Feathered props are modeled only on multi-engined planes. It is easy to check in-flight: turn off your engine. The prop will auto-feather and stop rotating if it can. You will notice that on all single engine planes the prop will keep wind-milling.
Reducing RPM in glide makes a huge difference. A plane like the mosquito that has very little drag for its mass and feathered props is quite hard to land when the engines are off. You have to use rudder or lots of flaps to bleed speed and bring it down.
I once tested RPM effects on high-speed dive acceleration with P-47 and Mosquito. Couldn't find a difference within my measurement accuracy. Also tried to see if it affects speed bleed when the speed is well over your max level speed (after a dive). Again, found no clear advantage to reducing RPM in this situation. Therefore I don't really know how the FM handles this other side of the envelope. If someone can re-do such tests, I would be interested to hear the results. An easy thing to test that may give us a hint is to reduce throttle to min and make a dive to high speed - check how high the RPM gets - it will not over-rev, but does it stay constant even at very high speeds or does it peg at the usual max RPM limit? None is exactly correct, but may give us a hint of how it is modeled.

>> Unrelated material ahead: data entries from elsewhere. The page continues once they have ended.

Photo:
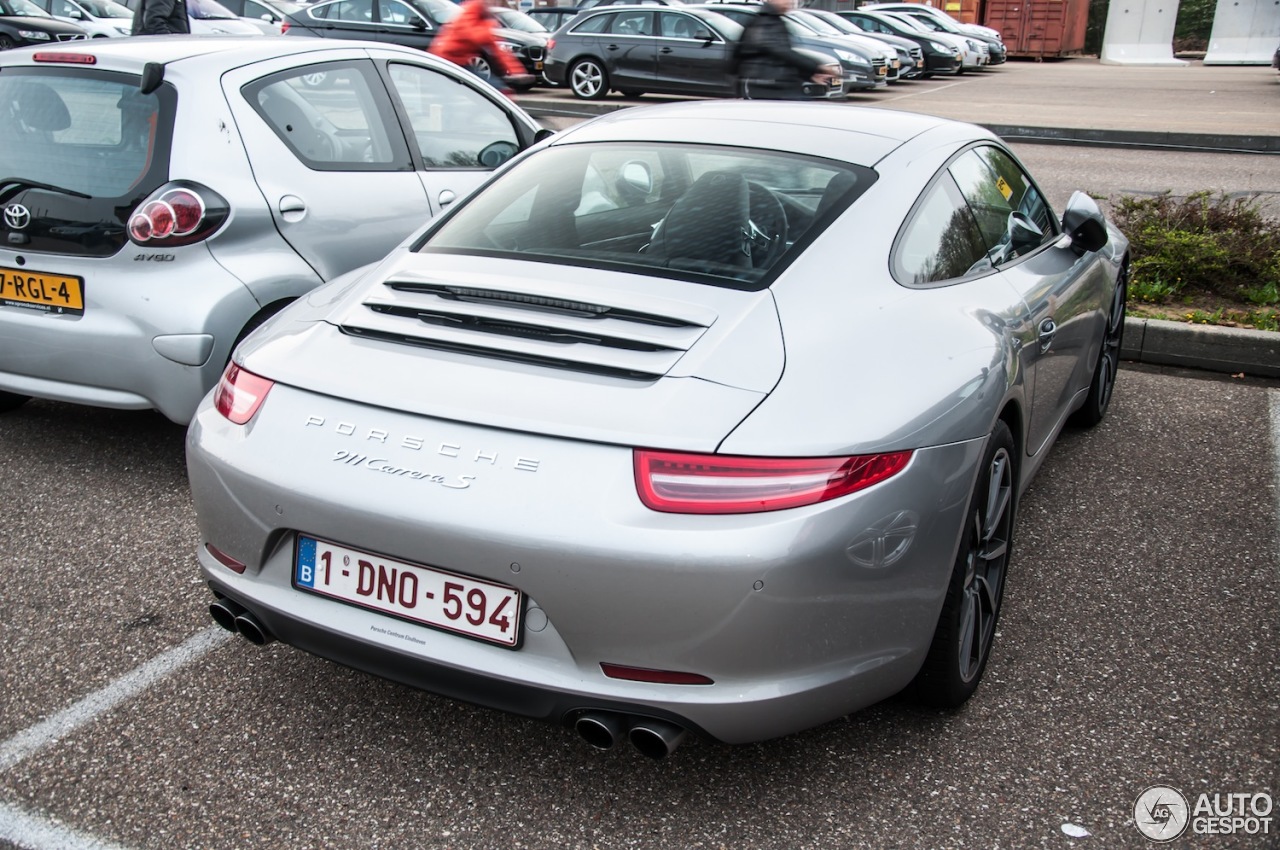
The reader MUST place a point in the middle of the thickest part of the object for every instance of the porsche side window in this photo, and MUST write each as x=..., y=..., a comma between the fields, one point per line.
x=942, y=240
x=453, y=124
x=337, y=124
x=987, y=196
x=1024, y=196
x=1010, y=211
x=400, y=13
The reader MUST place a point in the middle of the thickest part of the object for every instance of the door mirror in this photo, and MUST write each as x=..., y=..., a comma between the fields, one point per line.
x=1083, y=222
x=635, y=181
x=1023, y=233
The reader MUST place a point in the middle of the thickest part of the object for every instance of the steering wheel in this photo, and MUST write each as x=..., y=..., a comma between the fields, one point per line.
x=767, y=225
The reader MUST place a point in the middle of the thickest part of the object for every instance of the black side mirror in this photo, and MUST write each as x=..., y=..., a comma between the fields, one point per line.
x=1083, y=222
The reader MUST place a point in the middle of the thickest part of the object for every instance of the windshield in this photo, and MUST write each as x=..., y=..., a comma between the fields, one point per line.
x=106, y=9
x=721, y=215
x=22, y=8
x=909, y=22
x=209, y=10
x=512, y=19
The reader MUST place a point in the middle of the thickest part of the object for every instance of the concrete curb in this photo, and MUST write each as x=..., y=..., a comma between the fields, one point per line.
x=1210, y=347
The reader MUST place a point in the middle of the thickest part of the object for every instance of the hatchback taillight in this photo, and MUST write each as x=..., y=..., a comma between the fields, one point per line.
x=679, y=483
x=240, y=393
x=178, y=213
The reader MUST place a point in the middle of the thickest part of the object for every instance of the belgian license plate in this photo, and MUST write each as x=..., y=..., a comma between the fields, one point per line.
x=41, y=291
x=411, y=592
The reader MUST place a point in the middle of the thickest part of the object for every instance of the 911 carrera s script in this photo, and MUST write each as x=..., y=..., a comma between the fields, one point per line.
x=388, y=467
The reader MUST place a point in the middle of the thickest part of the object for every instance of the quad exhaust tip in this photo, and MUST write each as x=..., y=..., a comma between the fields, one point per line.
x=650, y=736
x=233, y=617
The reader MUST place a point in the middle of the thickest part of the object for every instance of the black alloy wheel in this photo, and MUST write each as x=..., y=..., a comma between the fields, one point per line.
x=1109, y=359
x=967, y=627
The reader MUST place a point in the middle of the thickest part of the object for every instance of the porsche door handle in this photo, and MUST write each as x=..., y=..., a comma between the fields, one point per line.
x=292, y=208
x=1047, y=330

I did a simple test with a 109 g14 and found the following...
1) I dove from high alt and reduced RPMs to the lowest I could, which was around 15,000 and not much happened, the RPMs did not go up. Now I did pull up after going about ~500mph. I would have expected the RPMs to go up just from the reduced 'load' on the engine.
2) I flew the airplane at a level max speed, no wep, at 10k which was around ~350 and then reduced RPMs to encourage the prop to take a 'bigger bite' out of each rotation, but all that happened was my fuel consumption went down and my speed reduced to about ~300. I would have expected some 'medium mix' where max RPM didn't mean max speed, just like running your car in first gear with the RPMs red-lined is not full speed.